In Dankbarkeit für die Ausübung der Schirmherrschaft durch den Freistaat Bayern zeichnete die Landesgruppe Bayern der Sudetendeutschen Landsmannschaft am Sonntag, 12. November 2017, Bayerns Sozialministerin Emilia Müller mit der Goldenen Verdienstmedaille aus, der höchsten Auszeuchnung der Landesgruppe.
Emilia Müller ist in Bayern auch Schirmherrschaftsministerin über die Sudetendeutsche Volksgruppe.

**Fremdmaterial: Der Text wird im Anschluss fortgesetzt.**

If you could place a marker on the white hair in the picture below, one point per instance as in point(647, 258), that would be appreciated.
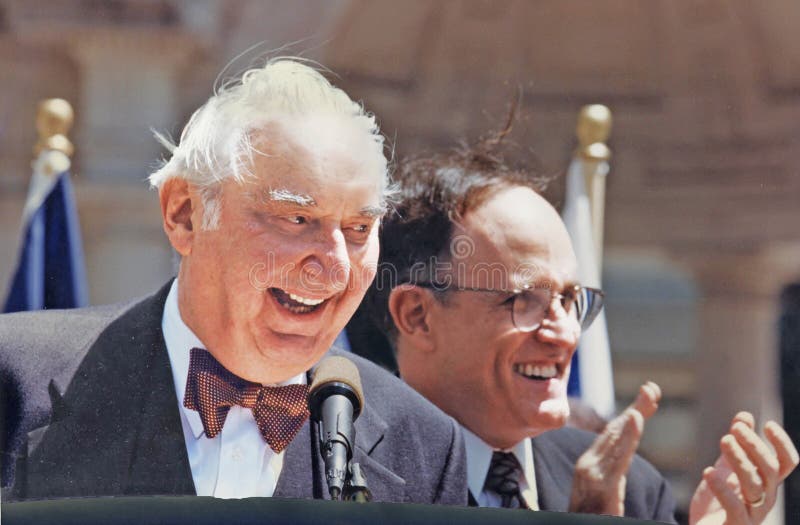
point(216, 143)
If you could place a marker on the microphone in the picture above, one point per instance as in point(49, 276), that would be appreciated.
point(335, 400)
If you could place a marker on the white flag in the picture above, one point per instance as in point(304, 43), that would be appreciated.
point(594, 379)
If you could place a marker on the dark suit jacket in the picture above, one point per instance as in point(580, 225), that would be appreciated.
point(89, 409)
point(647, 494)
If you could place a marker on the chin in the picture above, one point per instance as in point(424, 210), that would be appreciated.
point(553, 414)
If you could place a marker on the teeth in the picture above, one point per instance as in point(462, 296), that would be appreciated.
point(303, 300)
point(546, 371)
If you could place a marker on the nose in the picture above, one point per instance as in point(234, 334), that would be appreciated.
point(327, 266)
point(559, 328)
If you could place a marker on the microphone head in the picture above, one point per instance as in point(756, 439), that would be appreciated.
point(336, 375)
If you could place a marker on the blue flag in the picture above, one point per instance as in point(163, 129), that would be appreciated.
point(591, 377)
point(51, 272)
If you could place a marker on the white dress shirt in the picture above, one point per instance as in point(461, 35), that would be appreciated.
point(237, 462)
point(479, 459)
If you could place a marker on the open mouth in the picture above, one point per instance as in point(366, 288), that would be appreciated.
point(536, 372)
point(295, 303)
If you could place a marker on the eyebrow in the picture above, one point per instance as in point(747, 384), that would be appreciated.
point(307, 201)
point(291, 197)
point(372, 211)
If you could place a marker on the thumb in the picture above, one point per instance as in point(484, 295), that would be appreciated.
point(646, 402)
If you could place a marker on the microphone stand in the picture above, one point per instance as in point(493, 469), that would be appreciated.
point(356, 486)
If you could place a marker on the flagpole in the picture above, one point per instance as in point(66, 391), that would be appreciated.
point(593, 130)
point(53, 150)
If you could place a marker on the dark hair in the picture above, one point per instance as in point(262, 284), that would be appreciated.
point(432, 192)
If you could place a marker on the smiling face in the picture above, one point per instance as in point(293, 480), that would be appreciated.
point(503, 384)
point(296, 248)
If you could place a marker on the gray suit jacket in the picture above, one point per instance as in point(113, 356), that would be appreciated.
point(89, 409)
point(647, 494)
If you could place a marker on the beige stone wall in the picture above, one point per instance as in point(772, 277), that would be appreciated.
point(702, 196)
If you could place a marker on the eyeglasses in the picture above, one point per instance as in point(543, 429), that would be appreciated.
point(531, 305)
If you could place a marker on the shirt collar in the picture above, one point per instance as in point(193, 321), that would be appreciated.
point(180, 339)
point(479, 459)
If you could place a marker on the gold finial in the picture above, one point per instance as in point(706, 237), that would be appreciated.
point(53, 120)
point(594, 127)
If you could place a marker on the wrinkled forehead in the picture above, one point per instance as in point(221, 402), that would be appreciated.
point(303, 154)
point(517, 234)
point(318, 140)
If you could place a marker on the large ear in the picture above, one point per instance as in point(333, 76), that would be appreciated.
point(177, 208)
point(409, 307)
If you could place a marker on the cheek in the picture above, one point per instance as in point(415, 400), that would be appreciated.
point(364, 265)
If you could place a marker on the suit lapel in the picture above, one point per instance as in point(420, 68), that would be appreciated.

Der Ort der Verleihung, die Stadt Regensburg, ist laut Steffen Hörtler ein Volltreffer, Er verwies auf die seit 1951 bestehende Patenschaft der Stadt Regensburg über die Sudetendeutschen.
Die Festrede bei der Feierstunde im Alten Rathaus der STadt Regensburg hielt der Bischof von Regensbur, Prof. Dr. Rudolf Voderholzer, der selbst sudetendeutsche Wurzeln hat, die Laudation für die Bayerische Staatsministerin Emilia Müller der Sprecher der Sudetendeutschen Volksgruppe, Dr. h.c. Bernd Posselt.